Удар, в тот же миг пронзивший мне мозг, я могу назвать только ударом черной молнии.

– Дама сердца?! – обомлел я, ибо явь в самом деле становилась безумней самого безумного видения.

Небу ничего не стоило рухнуть мне на голову, а земле – разверзнуться и сбросить меня в адские глубины, но ничто так не потрясло бы мою душу, как признание рыцаря Эда, единственного смертного, которому я решил доверять среди живых и который в одно мгновение обратился в самого нежеланного соперника.

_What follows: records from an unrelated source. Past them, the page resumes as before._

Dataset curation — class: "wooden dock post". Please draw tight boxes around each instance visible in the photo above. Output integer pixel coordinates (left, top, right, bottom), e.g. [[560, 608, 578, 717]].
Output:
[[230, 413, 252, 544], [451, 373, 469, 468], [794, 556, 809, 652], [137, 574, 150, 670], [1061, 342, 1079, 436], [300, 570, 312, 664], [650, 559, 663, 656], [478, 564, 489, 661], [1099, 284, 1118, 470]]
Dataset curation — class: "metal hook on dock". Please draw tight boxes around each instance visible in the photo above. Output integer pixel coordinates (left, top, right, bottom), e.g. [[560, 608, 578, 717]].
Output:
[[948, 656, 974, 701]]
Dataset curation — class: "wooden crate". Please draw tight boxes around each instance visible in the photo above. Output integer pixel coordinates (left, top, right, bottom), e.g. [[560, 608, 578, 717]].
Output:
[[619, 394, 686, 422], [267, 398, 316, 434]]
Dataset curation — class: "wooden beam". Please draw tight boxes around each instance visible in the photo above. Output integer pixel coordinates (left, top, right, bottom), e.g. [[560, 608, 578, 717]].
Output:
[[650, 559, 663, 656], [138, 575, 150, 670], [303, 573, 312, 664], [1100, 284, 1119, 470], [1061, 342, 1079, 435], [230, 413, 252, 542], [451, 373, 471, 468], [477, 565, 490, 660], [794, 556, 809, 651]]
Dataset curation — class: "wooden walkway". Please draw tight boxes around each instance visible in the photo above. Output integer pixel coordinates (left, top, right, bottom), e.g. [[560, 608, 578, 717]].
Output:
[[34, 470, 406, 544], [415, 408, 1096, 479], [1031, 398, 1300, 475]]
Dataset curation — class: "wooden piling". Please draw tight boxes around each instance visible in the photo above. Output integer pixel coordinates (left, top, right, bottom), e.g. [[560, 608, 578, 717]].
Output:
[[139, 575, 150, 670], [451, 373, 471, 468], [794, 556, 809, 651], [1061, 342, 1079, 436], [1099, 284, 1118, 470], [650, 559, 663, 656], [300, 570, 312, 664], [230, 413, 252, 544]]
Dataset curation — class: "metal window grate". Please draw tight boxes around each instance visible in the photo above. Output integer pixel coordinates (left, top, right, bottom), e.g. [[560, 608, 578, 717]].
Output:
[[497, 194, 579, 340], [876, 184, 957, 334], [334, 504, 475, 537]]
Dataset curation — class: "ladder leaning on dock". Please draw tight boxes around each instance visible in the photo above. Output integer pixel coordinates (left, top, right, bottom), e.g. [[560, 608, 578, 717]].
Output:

– Как же это могло случиться, брат Эд?! – потеряв и вновь обретя дар речи, вымолвил я, уже готовый от отчаяния посыпать себе голову раскаленной золой.

– Усмешка Фортуны, мессир, – развел своими мощными руками рыцарь Эд. – Как и вся моя жизнь. Видели ли вы, мессир, ее прекрасные глаза, так и обжигающие сердце черным огнем?

– Видел, – стараясь ничем не выдать смятения, признался я.

– А острые брови, пронзающие сердце вернее всех ее кинжалов? – продолжал мучительно оправдываться комтур тамплиеров.

– Видел и брови, – признал я.

– А губы цвета спелого граната?

– Нет, – признал я и до боли позавидовал рыцарю Эду, хотя мог похвалиться перед ним тем, что, волею обстоятельств, мне оказалась ведома краса Дамы наших сердец куда более искусительная, чем губы. – Она умело скрывала свое лицо.

Конечно, я предпочел не хвалиться, ибо ожидал, что рыцарь Эд, забыв о всех обетах, в тот же миг разрубит меня своим мечом на две половинки.

– Ох, мессир! – раскрыл передо мной свою душу рыцарь Эд. – Можно считать, что я уже убит ассасинами.

– Она из ассасинов? – ничуть не удивился я.

– Если Рум и кишит какими-то ассасинами, то я знаю только одного настоящего, – грустно проговорил рыцарь Эд. – А именно Черную Молнию. Конечно, когда-нибудь она убьет меня.

– Но почему она так упорно охотится за вами, брат Эд? – спросил я с непристойным облегчением на душе.

– Случалось трижды, что волею, а отчасти неволею, становился я преградой между ней и правителем Рума, которому ассасины определили быть жертвой за грехи его предков. Один раз мы спасли жизнь султана, когда он охотился на волков в то время, как вели охоту за ним самим, и еще дважды при торжественных объездах провинций. Султан неизменно приглашал нас в арьергард своей свиты, и нам не полагалось отказываться. Подробности этих случаев не имеют особого значения. Суть в том, что ассасины не любят нас, а я, увы, влюблен в ассасина.

Комтур немного помолчал, а затем прибавил к своему чистосердечному признанию еще немного:

– И у меня чутье на ассасинов. В капеллу им хода нет. Но за стенами капеллы она когда-нибудь убьет меня. Непременно убьет.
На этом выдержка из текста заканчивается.